With this in mind, let’s take a look at Amici Capital’s three largest holdings as of the end of 2014. To give you an idea of the fund’s portfolio diversification, we should mention that these three positions amass only 16% of the equity portfolio, which is relatively small in comparison with some other investors, whose three largest holdings could represent as much as 60-70% of the portfolio value. On the first two spots are healthcare companies: United Therapeutics Corporation (NASDAQ:UTHR), in which Amici owns 1.09 million shares, valued at $140.68 million, as of the end of 2014, and BioMarin Pharmaceutical Inc. (NASDAQ:BMRN), represented by a $137.60 million stake that contains 1.52 million shares.
Both companies are part of the biotechnology industry, which is not surprising, taking into account that investing in biotech stocks has proven to be a very profitable approach so far. However, if the biotech bubble is about to burst (according to many experts of late), Amici’s holdings in both United Therapeutics Corporation (NASDAQ:UTHR) and BioMarin Pharmaceutical Inc. (NASDAQ:BMRN) don’t bear a lot of risk, since they only amass around 12% of the equity portfolio. Moreover, United Therapeutics Corporation (NASDAQ:UTHR), with a market cap of $8.1 billion, has a solid track record of revenue and earnings growth over the last several years. Another shareholder of the company is William Leland Edwards’ Palo Alto Investors, which owns 1.40 million shares as of the end of 2014.

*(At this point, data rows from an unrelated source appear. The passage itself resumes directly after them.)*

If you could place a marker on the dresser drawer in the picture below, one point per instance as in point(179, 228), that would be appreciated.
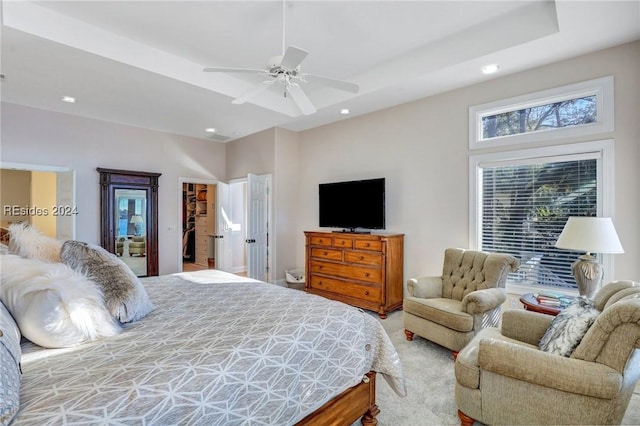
point(332, 285)
point(375, 245)
point(342, 242)
point(323, 253)
point(364, 258)
point(321, 241)
point(357, 273)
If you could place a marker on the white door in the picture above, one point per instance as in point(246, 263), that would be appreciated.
point(65, 224)
point(258, 226)
point(223, 228)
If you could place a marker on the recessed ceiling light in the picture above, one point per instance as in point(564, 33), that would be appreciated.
point(490, 69)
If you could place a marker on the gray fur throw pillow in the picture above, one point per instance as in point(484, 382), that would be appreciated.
point(124, 294)
point(569, 327)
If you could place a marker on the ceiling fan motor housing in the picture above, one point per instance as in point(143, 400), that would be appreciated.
point(273, 67)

BioMarin Pharmaceutical Inc. (NASDAQ:BMRN)’s stock meanwhile has been gaining ground not only on the back of the company’s performance, but also amid many takeover rumors. Last year Switzerland-based Roche was mentioned as a possible buyer, while last week Shire PLC (ADR) (NASDAQ:SHPG) appeared on the Street’s radars as a party that might be interested in BioMarin Pharmaceutical Inc. (NASDAQ:BMRN). However, so far all these rumors seem to be unfounded, and investors have been piling up capital into the company. One of the more bullish investors is Julian and Felix Baker‘s Baker Bros. Advisors, which added 1.34 million shares to its position during the last three months of 2014 and owns 3.71 million shares according to its latest 13F filing.

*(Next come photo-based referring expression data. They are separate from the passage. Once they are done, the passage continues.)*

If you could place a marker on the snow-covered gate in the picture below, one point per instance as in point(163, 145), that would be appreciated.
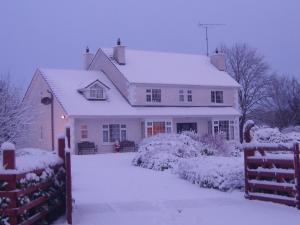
point(35, 196)
point(31, 196)
point(272, 173)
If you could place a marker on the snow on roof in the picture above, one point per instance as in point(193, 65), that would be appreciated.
point(65, 83)
point(171, 68)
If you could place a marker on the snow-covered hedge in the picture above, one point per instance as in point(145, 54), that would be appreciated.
point(28, 159)
point(164, 150)
point(222, 173)
point(273, 135)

On the third spot in Amici Capital’s equity portfolio is Assured Guaranty Ltd. (NYSE:AGO), in which the investor holds close to 3.48 million shares, valued at $90.38 million. Biomarin and Assured Guaranty are two of the fund’s long-term picks and over the last years the investor has benefited from strong growth of both stocks. Assured Guaranty Ltd. (NYSE:AGO) is a small-cap insurance company engaged in providing credit protection products for the public finance and structured finance markets. The company has a ‘Buy’ consensus rating and a target price of $33 per share, which is approximately a 28% premium over the current price. Among the funds that we track, Amici owns the second-largest long position in Assured Guaranty Ltd. (NYSE:AGO), trailing Debra Fine’s Fine Capital Partners, which holds 5.61 million shares.